In situ ambient pressure X-ray photoelectron spectroscopy studies of lithium-oxygen redox reactions

Abstract

The lack of fundamental understanding of the oxygen reduction and oxygen evolution in nonaqueous electrolytes significantly hinders the development of rechargeable lithium-air batteries. Here we employ a solid-state Li 4+x Ti 5O 12/LiPON/Li xV 2O 5 cell and examine in situ the chemistry of Li-O 2 reaction products on Li xV 2O 5 as a function of applied voltage under ultra high vacuum (UHV) and at 500 mtorr of oxygen pressure using ambient pressure X-ray photoelectron spectroscopy (APXPS). Under UHV, lithium intercalated into Li xV 2O 5 while molecular oxygen was reduced to form lithium peroxide on Li XV 2O 5 in the presence of oxygen upon discharge.
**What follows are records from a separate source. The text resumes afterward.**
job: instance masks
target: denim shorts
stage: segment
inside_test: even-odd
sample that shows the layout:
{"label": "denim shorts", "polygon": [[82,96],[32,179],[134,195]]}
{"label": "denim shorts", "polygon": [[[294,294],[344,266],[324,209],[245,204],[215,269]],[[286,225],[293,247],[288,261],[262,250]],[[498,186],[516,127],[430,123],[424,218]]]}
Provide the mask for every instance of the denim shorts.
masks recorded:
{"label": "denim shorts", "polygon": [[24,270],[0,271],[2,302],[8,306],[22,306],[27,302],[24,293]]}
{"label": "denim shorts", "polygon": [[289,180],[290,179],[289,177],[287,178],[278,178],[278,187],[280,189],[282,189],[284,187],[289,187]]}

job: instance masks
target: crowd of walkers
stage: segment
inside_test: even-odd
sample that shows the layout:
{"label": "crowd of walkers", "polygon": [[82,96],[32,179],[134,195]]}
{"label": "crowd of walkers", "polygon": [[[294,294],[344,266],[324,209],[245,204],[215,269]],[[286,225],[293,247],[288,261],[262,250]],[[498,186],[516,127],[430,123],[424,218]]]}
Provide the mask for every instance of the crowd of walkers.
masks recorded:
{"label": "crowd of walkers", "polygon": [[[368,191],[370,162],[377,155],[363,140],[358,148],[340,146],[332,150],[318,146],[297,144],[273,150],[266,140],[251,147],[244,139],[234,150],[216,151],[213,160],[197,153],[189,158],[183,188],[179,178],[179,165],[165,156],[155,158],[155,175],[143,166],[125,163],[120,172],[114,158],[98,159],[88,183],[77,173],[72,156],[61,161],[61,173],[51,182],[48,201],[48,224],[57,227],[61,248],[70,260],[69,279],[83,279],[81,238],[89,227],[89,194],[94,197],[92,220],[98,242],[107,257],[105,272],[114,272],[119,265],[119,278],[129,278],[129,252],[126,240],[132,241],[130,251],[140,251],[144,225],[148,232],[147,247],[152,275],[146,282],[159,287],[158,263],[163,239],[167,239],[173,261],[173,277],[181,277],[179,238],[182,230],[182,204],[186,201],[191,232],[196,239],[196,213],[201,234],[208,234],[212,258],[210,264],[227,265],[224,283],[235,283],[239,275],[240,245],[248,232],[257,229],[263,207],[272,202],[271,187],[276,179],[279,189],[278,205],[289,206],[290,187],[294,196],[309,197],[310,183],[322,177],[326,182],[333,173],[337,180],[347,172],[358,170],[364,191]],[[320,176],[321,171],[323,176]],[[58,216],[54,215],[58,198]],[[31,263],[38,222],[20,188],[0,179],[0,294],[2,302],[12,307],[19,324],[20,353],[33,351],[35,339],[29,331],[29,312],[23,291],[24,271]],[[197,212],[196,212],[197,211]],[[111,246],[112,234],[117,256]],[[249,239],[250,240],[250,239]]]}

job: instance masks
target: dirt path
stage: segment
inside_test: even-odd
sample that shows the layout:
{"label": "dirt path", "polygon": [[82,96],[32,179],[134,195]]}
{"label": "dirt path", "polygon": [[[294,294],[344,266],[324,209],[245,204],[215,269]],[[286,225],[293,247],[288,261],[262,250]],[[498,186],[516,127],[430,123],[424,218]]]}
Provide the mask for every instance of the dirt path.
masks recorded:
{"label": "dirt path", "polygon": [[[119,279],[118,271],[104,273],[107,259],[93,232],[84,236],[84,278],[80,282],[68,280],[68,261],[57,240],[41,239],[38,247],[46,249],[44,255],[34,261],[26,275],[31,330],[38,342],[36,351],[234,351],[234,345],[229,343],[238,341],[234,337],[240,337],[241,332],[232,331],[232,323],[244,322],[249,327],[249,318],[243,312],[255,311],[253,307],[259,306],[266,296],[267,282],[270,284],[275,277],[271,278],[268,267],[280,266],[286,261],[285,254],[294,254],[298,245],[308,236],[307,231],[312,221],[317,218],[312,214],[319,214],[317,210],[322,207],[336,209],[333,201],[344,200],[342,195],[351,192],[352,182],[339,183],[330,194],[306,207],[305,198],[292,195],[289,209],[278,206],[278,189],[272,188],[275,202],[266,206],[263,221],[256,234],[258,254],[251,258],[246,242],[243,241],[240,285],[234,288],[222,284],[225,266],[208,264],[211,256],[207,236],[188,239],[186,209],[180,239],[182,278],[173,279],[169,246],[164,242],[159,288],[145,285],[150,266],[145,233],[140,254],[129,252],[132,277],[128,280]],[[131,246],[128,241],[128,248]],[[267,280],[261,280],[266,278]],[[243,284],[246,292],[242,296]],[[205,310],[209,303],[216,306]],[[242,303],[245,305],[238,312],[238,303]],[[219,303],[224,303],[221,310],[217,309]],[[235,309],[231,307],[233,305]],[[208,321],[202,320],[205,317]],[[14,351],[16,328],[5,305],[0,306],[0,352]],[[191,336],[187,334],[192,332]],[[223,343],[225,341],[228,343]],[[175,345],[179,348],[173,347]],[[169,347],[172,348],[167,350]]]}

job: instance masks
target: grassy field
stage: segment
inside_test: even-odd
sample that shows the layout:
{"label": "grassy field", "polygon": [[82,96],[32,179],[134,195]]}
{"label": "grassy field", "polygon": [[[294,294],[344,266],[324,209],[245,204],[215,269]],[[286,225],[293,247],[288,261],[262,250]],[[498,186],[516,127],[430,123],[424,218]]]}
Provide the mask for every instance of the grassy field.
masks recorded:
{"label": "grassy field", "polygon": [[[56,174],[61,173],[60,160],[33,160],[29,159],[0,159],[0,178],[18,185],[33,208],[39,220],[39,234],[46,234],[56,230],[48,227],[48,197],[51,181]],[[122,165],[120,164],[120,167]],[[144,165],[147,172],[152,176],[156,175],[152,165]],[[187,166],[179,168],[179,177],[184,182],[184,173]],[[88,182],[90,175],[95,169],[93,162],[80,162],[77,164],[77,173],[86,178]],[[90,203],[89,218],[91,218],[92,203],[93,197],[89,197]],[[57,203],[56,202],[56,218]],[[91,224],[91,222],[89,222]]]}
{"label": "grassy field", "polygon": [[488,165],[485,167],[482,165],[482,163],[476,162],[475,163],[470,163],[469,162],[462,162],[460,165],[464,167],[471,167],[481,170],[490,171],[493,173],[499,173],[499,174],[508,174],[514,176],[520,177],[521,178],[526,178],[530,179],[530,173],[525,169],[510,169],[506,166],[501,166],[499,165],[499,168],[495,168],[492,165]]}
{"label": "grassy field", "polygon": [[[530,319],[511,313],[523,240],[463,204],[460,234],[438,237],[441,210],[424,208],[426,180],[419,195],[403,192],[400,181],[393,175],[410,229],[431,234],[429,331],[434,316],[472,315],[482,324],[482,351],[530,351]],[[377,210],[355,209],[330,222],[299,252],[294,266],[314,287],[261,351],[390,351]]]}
Interestingly, the oxidation of Li 2O 2 began at much lower overpotentials (∼240 mV) than the charge overpotentials of conventional Li-O 2 cells with aprotic electrolytes (∼1000 mV). Our study provides the first evidence of reversible lithium peroxide formation and decomposition in situ on an oxide surface using a solid-state cell, and new insights into the reaction mechanism of Li-O 2 chemistry.